Belfast Telegraph

Cheryl condemns Munroe Bergdorf for raising past assault conviction

Former L'Oreal model Munroe Bergdorf has criticised Cheryl for her past conviction for assaulting a black woman.

Cheryl has condemned former L'Oreal model Munroe Bergdorf for referring to the singer's assault conviction in a TV interview.

The transgender model, DJ and activist was dropped by bosses at the beauty brand over comments she made on Facebook stating that all white people are racially prejudiced.

On Monday (4Sep17), Munroe appeared on British daytime discussion show Victoria Derbyshire to talk about her firing and pointed out that Cheryl was still employed by the brand despite a 2003 conviction for assaulting a black toilet attendant.

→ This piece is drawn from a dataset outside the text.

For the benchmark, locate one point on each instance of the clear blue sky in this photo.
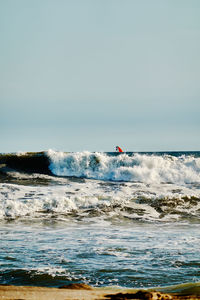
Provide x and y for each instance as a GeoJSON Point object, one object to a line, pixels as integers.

Cheryl's publicist has released a statement to HuffPost U.K. criticising Munroe's decision to bring up the Girls Aloud singer's past conviction, pointing out that she was cleared of racially aggravated assault.

"More than 14 years ago Cheryl was unanimously acquitted of a charge of racially aggravated assault," the statement read. "She is disappointed to find her name involved in Munroe Bergdorf's media interview."

Although Cheryl was acquitted of racially motivated violence, she was found guilty of assault occasioning actual bodily harm and sentenced to 120 hours of community service. She was ordered to pay her victim, Sophie Amogbokpa $650 (£500) in compensation and prosecution costs of $3,900 (£3,000).

Chatting to Victoria, Munroe, who appears in a new advert for L'Oreal's True Match foundation, expressed her anger at being dismissed for her comments on racism.

"I shouldn't be sacked for calling out racism when I was in a campaign that was meant to be championing diversity. And especially when I was speaking about the violence of white people," she said.

Referring to Cheryl, the model, who was L'Oreal's first transgender signing, added, "But then they've got Cheryl Cole on the campaign and she was convicted for actively punching a black woman in the face."

Her original Facebook post came in the wake of the death of an anti-racism activist at a white supremacist rally in Charlottesville, Virginia.

She stated she was tired of discussing white people's "racial violence" and added, "Once white people begin to admit that their race is the most violent and oppressive force of nature on Earth... then we can talk."